Прежде человечество было занято войнами, заполняя все свое существование походами, набегами, победами, теперь же все это отжило, оставив после себя громадное пустое место, которое пока нечем заполнить... (13: 184).
Реплики принадлежат разным героям, каждая из них имеет собственный контекст и собственное — ограниченное — значение в этом локальном контексте. В большом контексте, однако, разрозненные реплики как бы договаривают и переосмысливают друг друга, заставляя концепцию пустоты балансировать между прямым и переносным смыслами. Физическая пустота Прозоровского дома и города в целом, таким образом, начинает восприниматься как проекция пустоты метафизической (жизнь без веры; «пустое место», оставшееся от прежних ценностей). Последняя, в свою очередь, перестает быть абстрактной концепцией и материализуется в форме опустевшего дома и города. С этой точки зрения следует говорить не о разрозненных упоминаниях пустоты, а о целостном образе, проходящем через различные воплощения.
В одном из самых последних рассказов («Архиерей», 1902) путем чередования прямого и переносного значений развивается концепция далекого — близкого:
Белые стены, белые кресты на могилах, белые березы и черные тени и далекая луна на небе, стоявшая как раз над монастырем, казалось, теперь жили своей особой жизнью, непонятной, но близкой человеку (10: 187).

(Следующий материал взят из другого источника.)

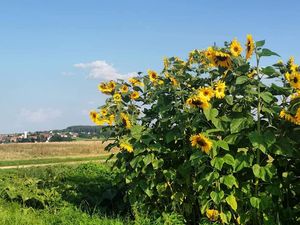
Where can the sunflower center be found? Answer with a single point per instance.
(201, 142)
(295, 80)
(222, 58)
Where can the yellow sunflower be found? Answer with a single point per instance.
(103, 111)
(198, 101)
(235, 48)
(111, 120)
(117, 98)
(135, 95)
(221, 59)
(173, 81)
(153, 76)
(200, 141)
(220, 89)
(136, 82)
(125, 120)
(128, 147)
(294, 80)
(166, 63)
(249, 46)
(212, 214)
(124, 88)
(111, 85)
(207, 92)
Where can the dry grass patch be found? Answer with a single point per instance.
(55, 149)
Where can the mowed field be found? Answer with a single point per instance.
(55, 152)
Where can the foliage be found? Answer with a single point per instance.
(215, 136)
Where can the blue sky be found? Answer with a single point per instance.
(53, 53)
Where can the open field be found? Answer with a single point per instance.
(25, 151)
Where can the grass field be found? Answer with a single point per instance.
(26, 151)
(82, 193)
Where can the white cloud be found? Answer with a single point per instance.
(67, 74)
(100, 69)
(40, 115)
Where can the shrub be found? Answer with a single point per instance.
(215, 136)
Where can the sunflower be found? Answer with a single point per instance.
(295, 95)
(107, 88)
(173, 81)
(136, 82)
(294, 80)
(198, 101)
(117, 98)
(111, 120)
(221, 59)
(94, 116)
(212, 214)
(200, 141)
(125, 120)
(128, 147)
(111, 85)
(124, 88)
(166, 63)
(249, 46)
(153, 76)
(220, 89)
(103, 111)
(235, 48)
(207, 92)
(135, 95)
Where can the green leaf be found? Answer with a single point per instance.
(267, 52)
(241, 80)
(267, 96)
(259, 172)
(229, 181)
(257, 141)
(229, 99)
(260, 43)
(232, 202)
(137, 131)
(255, 202)
(217, 163)
(210, 113)
(223, 218)
(223, 144)
(228, 159)
(217, 196)
(238, 124)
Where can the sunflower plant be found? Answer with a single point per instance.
(214, 137)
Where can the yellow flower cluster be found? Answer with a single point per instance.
(102, 118)
(125, 120)
(107, 88)
(205, 94)
(200, 141)
(154, 78)
(136, 82)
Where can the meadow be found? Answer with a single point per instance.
(81, 193)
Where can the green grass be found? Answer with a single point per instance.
(51, 160)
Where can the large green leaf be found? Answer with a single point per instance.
(257, 141)
(267, 52)
(239, 124)
(232, 202)
(229, 181)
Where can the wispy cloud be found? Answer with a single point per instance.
(101, 70)
(40, 115)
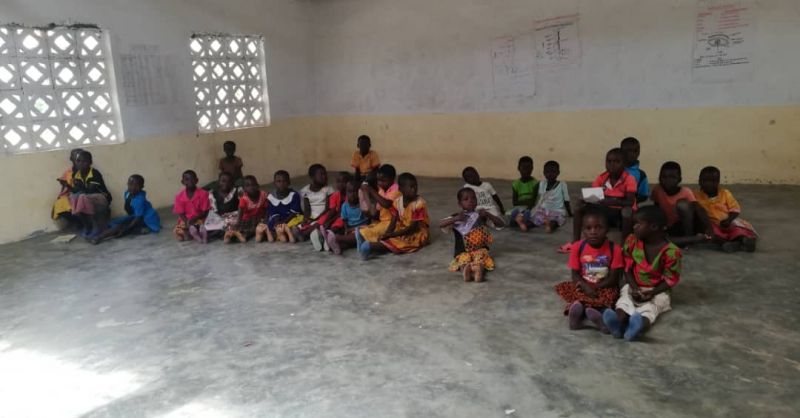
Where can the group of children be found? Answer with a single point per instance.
(620, 289)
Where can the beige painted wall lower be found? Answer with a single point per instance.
(29, 187)
(749, 144)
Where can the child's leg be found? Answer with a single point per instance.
(577, 221)
(627, 222)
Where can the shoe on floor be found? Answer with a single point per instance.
(575, 315)
(635, 326)
(597, 319)
(612, 323)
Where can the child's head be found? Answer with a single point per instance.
(595, 227)
(83, 161)
(670, 176)
(229, 147)
(615, 161)
(471, 176)
(386, 176)
(407, 184)
(225, 182)
(281, 181)
(318, 175)
(189, 179)
(649, 222)
(630, 146)
(525, 167)
(251, 186)
(73, 155)
(352, 191)
(709, 180)
(551, 170)
(342, 178)
(364, 144)
(467, 200)
(135, 184)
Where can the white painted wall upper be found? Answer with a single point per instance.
(422, 56)
(164, 28)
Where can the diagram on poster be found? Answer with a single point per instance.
(557, 41)
(513, 66)
(723, 40)
(146, 75)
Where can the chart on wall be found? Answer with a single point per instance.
(513, 66)
(723, 42)
(557, 42)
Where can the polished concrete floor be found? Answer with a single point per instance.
(149, 327)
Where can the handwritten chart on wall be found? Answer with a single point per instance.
(513, 66)
(146, 76)
(723, 39)
(557, 42)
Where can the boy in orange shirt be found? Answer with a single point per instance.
(729, 230)
(364, 161)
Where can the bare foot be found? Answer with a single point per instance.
(467, 271)
(520, 220)
(478, 273)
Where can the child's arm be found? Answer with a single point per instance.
(200, 215)
(725, 223)
(390, 232)
(499, 203)
(410, 229)
(498, 221)
(628, 200)
(306, 208)
(450, 220)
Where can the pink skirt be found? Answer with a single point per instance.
(88, 204)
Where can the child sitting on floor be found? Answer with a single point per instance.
(364, 161)
(379, 203)
(722, 210)
(223, 211)
(553, 207)
(191, 206)
(684, 215)
(283, 211)
(652, 269)
(252, 207)
(596, 264)
(523, 194)
(89, 198)
(352, 217)
(474, 258)
(315, 201)
(408, 230)
(487, 196)
(141, 218)
(619, 202)
(331, 221)
(61, 208)
(631, 148)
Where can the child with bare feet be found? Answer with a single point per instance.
(474, 259)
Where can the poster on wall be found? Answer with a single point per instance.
(557, 42)
(513, 67)
(146, 76)
(723, 42)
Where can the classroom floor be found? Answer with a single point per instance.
(151, 327)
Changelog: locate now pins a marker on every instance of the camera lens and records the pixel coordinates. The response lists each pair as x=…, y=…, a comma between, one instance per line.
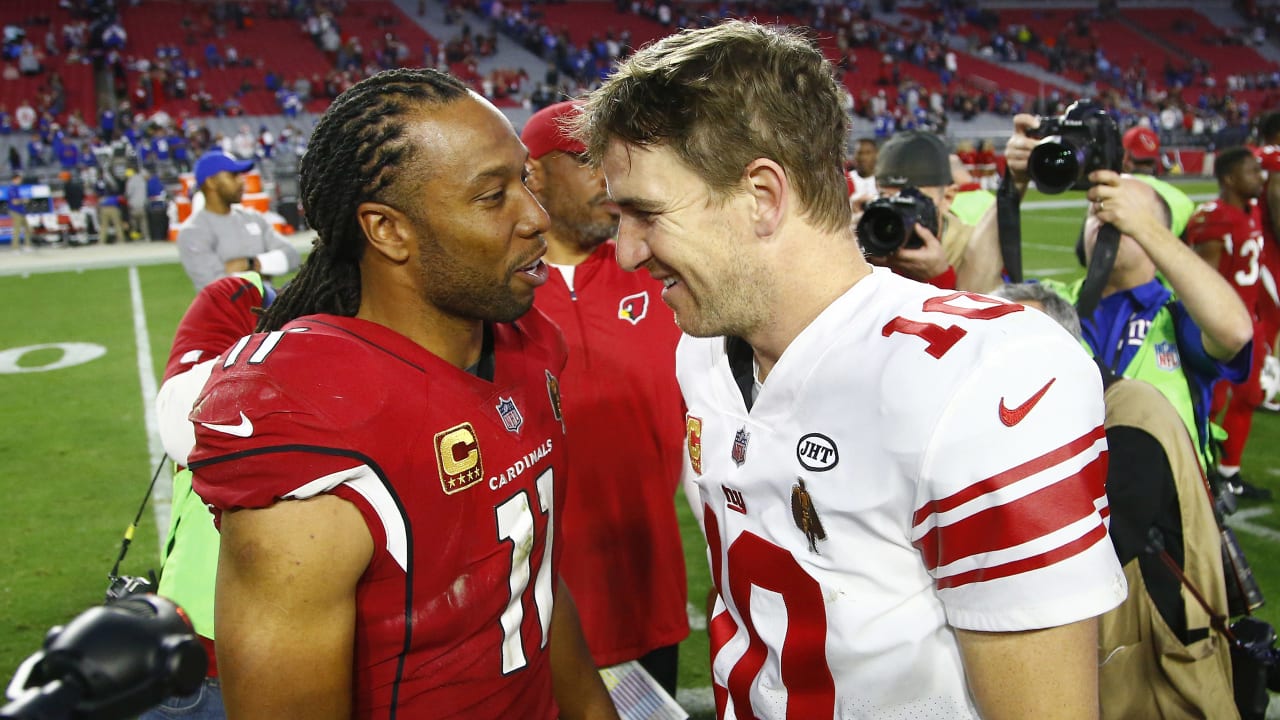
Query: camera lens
x=1055, y=165
x=881, y=229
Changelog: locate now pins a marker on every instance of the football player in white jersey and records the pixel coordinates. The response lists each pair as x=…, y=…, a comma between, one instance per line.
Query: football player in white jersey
x=901, y=487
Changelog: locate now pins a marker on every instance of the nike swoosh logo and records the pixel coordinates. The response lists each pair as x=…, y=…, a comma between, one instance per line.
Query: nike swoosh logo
x=246, y=427
x=1010, y=417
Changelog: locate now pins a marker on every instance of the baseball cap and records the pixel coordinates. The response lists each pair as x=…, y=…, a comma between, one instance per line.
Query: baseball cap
x=216, y=162
x=1142, y=144
x=544, y=132
x=914, y=158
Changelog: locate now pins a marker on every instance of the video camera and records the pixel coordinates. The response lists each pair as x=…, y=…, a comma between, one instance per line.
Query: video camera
x=110, y=662
x=888, y=222
x=1082, y=140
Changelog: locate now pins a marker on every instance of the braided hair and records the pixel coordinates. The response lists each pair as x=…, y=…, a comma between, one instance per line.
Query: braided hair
x=356, y=153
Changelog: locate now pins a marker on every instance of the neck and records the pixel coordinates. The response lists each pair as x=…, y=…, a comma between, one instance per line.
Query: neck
x=809, y=285
x=215, y=205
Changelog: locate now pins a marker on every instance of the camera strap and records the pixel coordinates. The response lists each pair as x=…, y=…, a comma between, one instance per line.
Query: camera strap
x=1009, y=227
x=1100, y=269
x=128, y=532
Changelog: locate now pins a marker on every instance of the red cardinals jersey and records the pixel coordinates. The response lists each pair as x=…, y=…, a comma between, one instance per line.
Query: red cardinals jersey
x=1240, y=233
x=625, y=431
x=915, y=461
x=222, y=313
x=460, y=482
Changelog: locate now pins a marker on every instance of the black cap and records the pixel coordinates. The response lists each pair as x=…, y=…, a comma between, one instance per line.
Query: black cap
x=914, y=158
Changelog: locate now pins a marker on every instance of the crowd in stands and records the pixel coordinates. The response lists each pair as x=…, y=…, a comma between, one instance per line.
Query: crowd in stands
x=900, y=74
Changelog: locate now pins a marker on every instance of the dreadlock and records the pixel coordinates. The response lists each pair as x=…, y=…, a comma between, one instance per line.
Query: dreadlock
x=356, y=151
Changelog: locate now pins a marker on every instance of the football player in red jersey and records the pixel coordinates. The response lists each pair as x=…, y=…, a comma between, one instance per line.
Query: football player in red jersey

Рядом с «далекой» луной близость «особой жизни» перестает быть только фигурой речи и становится также реальной пространственной характеристикой, то есть частично буквализируется4. Затем, когда в том же абзаце мотив близости получает развитие, эта близость воспринимается и в прямом (пространственная), и в переносном (духовная) значении: «И все молчали, задумавшись, все было кругом приветливо, молодо, так близко, всё — и деревья и небо, и даже луна». Наложение прямого и переносного значений сохраняется и в сцене смерти архиерея. Оппозиция далекого и близкого возвращается, когда герой осознаёт: «...все то, что было, ушло куда-то очень-очень далеко» (10: 200). В следующем абзаце, когда в комнату вошла мать героя, она «целовала его, как ребенка, очень близкого, родного». Дистанция между архиереем и его матерью наконец преодолена, но достигается их единение ценой смерти протагониста.

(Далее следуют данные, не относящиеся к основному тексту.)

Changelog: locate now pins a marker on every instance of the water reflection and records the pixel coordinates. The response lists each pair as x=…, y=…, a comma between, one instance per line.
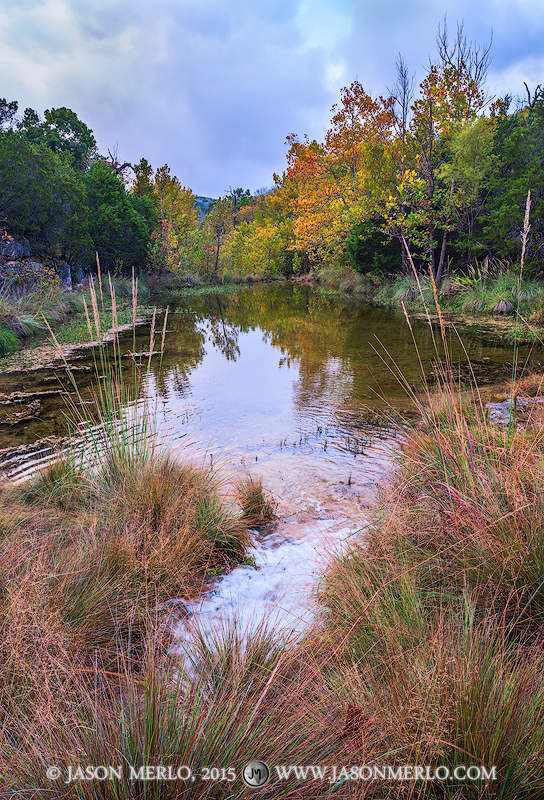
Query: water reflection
x=270, y=372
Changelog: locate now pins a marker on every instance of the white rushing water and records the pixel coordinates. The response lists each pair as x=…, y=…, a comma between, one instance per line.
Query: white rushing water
x=280, y=590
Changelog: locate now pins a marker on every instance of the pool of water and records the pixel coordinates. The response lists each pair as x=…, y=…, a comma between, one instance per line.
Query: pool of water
x=283, y=382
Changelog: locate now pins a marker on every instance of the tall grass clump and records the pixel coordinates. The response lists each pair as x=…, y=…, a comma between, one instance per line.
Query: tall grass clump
x=436, y=616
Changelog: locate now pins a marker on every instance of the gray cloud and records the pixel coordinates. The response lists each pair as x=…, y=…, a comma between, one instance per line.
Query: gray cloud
x=213, y=88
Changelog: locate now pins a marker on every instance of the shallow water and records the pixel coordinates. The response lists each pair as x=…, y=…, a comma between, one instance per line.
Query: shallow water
x=282, y=382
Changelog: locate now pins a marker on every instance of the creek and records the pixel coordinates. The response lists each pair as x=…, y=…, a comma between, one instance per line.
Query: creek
x=285, y=383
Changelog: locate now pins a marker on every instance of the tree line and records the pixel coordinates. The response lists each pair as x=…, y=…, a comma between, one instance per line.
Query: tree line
x=416, y=178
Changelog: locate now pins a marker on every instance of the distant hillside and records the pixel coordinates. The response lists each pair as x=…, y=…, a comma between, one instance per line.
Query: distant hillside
x=203, y=204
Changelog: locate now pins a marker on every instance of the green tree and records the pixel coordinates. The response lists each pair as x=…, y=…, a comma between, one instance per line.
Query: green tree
x=120, y=232
x=63, y=132
x=517, y=167
x=42, y=197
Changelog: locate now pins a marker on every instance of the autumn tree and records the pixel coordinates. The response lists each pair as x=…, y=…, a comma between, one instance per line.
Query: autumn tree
x=450, y=99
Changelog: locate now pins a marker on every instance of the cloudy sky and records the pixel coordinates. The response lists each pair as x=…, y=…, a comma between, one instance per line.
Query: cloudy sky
x=212, y=87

Перечисленные примеры подтверждают, что и в целостном контексте произведения, как это было в малом контексте прозаической строфы, чеховское слово постоянно колеблется между прямым и переносным значениями. Для того чтобы выявить подобное колебание, впрочем, не обязательно выуживать из текста однокоренные слова, используемые то в прямом, то в переносном смысле. Чехов — повторим еще раз — создает единую языковую среду, в которой это колебание становится нормой, а не исключением. Так же, как любое фигуративное выражение у Чехова заряжено возможностью буквализации, буквальное, житейски-непритязательное словоупотребление оказывается наделенным спящей поэтической многозначностью.
Вот почему, независимо от непосредственного соседства с «далекой» луной, близость «особой жизни», которой живут «белые стены, белые кресты на могилах, белые березы и черные тени», должна восприниматься не только как фигура речи, но и как реальная физическая характеристика.
Примечания
1. См. мифопоэтическую интерпретацию «волн» в [Axelrod 1993: 99—100].
2. Элена Кларк, в то время аспирантка Университета Северной Каролины в Чапел-Хилле, отметила это в курсовой работе, выполненной в рамках чеховского курса, который я вел весной 2008 года.
3. Ср. в «Новой даче» (1899): «В трех верстах от деревни Обручановой строился громадный мост. Из деревни, стоявшей высоко на крутом берегу, был виден его решётчатый остов, и в туманную погоду и в тихие зимние дни, когда его тонкие железные стропила и все леса кругом были покрыты инеем, он представлял живописную и даже фантастическую картину» (10: 114); «Что это был за туман, который застилал от глаз самое важное, и видны были только потравы, уздечки, клещи и все эти мелочи, которые теперь при воспоминании кажутся таким вздором?» (10: 127).
4. Заметим также, как ассимилируют друг друга благодаря поэтической оркестровке контрастные цвета: белые стены — черные тени.